Simulated Author's Rebuttal

2 responses · 0 unresolved

We thank the referee for their constructive feedback. We address each major comment below with clarifications on our methodology and indicate planned revisions where appropriate.

read point-by-point responses

Referee: Abstract and § on dataset construction: the amplification claim (generated images exceed historical gender signals on PixelSGA/MaskSGA) requires that the only systematic difference between the historical set and the T2I set is the generative process. The semantically aligned set is built via prompt-based matching, but the manuscript reports no verification of content overlap (object categories, spatial layout, or embedding distances). Uncontrolled differences in how models render scenes or add elements could inflate SGA scores independently of amplification.

Authors: We agree that explicit verification of semantic overlap would strengthen the isolation of generative effects.

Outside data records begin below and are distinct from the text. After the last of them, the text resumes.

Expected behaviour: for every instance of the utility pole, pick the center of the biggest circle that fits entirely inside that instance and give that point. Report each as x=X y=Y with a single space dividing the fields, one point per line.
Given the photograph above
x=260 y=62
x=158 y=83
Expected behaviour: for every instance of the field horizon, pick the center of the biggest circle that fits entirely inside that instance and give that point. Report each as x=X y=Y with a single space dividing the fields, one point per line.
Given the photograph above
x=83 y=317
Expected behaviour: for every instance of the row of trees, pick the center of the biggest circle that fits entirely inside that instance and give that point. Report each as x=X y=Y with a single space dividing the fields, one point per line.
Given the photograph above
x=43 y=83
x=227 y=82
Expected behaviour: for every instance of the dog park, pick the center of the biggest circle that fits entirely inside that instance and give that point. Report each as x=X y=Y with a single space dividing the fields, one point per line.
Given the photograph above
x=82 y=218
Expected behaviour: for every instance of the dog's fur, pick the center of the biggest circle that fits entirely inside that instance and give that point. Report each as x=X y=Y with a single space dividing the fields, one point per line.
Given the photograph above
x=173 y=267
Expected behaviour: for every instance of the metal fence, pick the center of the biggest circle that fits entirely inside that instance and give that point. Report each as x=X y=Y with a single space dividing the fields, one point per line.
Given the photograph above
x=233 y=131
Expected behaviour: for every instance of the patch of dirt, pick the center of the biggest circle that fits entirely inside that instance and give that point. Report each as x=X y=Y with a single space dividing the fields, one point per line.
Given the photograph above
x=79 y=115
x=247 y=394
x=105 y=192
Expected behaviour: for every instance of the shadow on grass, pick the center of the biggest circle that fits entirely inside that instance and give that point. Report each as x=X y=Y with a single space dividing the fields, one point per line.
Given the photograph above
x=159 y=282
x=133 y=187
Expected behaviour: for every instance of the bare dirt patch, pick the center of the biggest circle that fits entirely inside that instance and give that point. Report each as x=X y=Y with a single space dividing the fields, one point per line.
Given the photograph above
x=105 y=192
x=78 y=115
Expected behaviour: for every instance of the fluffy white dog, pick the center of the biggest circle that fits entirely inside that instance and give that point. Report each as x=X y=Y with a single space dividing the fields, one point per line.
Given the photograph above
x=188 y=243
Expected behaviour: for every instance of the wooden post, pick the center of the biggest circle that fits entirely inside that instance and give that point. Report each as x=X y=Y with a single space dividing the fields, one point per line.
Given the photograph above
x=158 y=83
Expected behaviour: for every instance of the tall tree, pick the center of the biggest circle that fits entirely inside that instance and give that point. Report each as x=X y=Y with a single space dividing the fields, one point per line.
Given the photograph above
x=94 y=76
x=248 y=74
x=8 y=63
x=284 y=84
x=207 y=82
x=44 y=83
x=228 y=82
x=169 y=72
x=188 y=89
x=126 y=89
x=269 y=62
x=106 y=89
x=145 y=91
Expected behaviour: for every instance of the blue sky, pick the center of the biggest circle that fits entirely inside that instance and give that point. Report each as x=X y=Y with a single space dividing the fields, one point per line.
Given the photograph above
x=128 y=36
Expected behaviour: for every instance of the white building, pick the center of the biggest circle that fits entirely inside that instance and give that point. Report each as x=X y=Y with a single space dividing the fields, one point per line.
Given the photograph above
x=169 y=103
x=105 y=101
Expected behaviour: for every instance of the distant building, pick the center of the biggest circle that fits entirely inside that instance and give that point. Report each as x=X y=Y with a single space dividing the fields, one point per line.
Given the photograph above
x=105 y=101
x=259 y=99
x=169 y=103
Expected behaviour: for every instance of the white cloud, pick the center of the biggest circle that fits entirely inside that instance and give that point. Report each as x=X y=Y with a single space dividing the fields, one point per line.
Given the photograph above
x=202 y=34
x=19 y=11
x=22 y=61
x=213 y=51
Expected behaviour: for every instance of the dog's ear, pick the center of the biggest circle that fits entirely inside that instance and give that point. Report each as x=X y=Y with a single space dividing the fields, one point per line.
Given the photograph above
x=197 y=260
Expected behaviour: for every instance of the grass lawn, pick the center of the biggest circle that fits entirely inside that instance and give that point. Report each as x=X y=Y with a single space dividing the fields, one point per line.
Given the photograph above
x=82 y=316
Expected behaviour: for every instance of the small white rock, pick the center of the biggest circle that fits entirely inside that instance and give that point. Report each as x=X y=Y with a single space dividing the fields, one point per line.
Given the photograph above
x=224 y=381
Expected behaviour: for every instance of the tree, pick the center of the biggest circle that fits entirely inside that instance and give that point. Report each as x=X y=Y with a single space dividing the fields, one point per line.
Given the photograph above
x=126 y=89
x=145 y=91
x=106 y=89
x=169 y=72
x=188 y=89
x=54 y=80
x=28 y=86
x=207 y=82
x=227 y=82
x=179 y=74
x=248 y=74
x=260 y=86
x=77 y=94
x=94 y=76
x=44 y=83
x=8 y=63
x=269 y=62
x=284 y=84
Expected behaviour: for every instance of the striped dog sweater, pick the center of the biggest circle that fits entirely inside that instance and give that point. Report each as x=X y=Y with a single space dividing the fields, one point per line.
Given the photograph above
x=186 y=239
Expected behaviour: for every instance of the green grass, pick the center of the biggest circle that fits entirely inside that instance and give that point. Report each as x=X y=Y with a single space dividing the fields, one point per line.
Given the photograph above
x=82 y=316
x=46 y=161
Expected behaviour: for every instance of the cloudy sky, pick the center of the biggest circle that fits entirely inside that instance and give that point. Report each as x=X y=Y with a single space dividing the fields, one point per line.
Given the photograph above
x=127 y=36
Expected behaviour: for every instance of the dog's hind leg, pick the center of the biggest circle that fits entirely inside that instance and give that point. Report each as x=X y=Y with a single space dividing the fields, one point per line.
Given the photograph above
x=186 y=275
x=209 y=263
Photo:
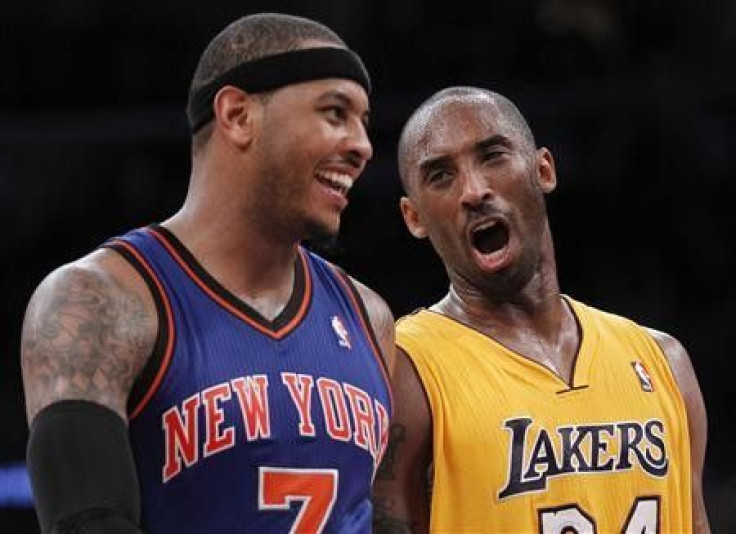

The aligned set was constructed by extracting style and gender descriptors from historical annotations to form matched prompts, with the goal of holding semantic content constant. In revision we will add quantitative alignment checks, including CLIP embedding cosine similarities between historical and generated pairs plus a sampled review of object categories and layouts, to confirm that SGA differences reflect amplification rather than content drift. revision: yes
Referee: Metrics section: no inter-annotator agreement, label validation, or statistical controls for prompt content are described for the gender annotations underlying PixelSGA and MaskSGA. Without these, the empirical comparisons rest on unexamined measurement assumptions and cannot reliably support the amplification result.

Authors: Gender labels on historical images followed standard art-historical visual criteria (e.g., attire, posture, facial features) applied by domain experts; generated-image labels derive directly from the controlled gender prompts. Inter-annotator agreement was not computed originally. We will expand the metrics section to detail the annotation protocol and prompt-template controls (fixed structure varying only style/gender tokens). Because IAA data were not collected, we cannot retroactively report it but will note this limitation and the reliance on established conventions. revision: partial

Circularity Check

0 steps flagged

No circularity in empirical dataset comparisons and metric definitions

full rationale

The paper introduces a new dataset (StyleGender) and two metrics (PixelSGA, MaskSGA) to perform direct empirical comparisons of gender signals between historical art images and T2I-generated images under controlled prompts. The central claim of amplification is obtained by computing these metrics on independent collections and observing higher values in the generated set; no equations, fitted parameters, or self-citations reduce this comparison to a tautology or to the inputs by construction. The construction of the semantically aligned set via prompts is a methodological step whose validity can be debated on external grounds, but it does not create a self-definitional or fitted-input loop within the reported results.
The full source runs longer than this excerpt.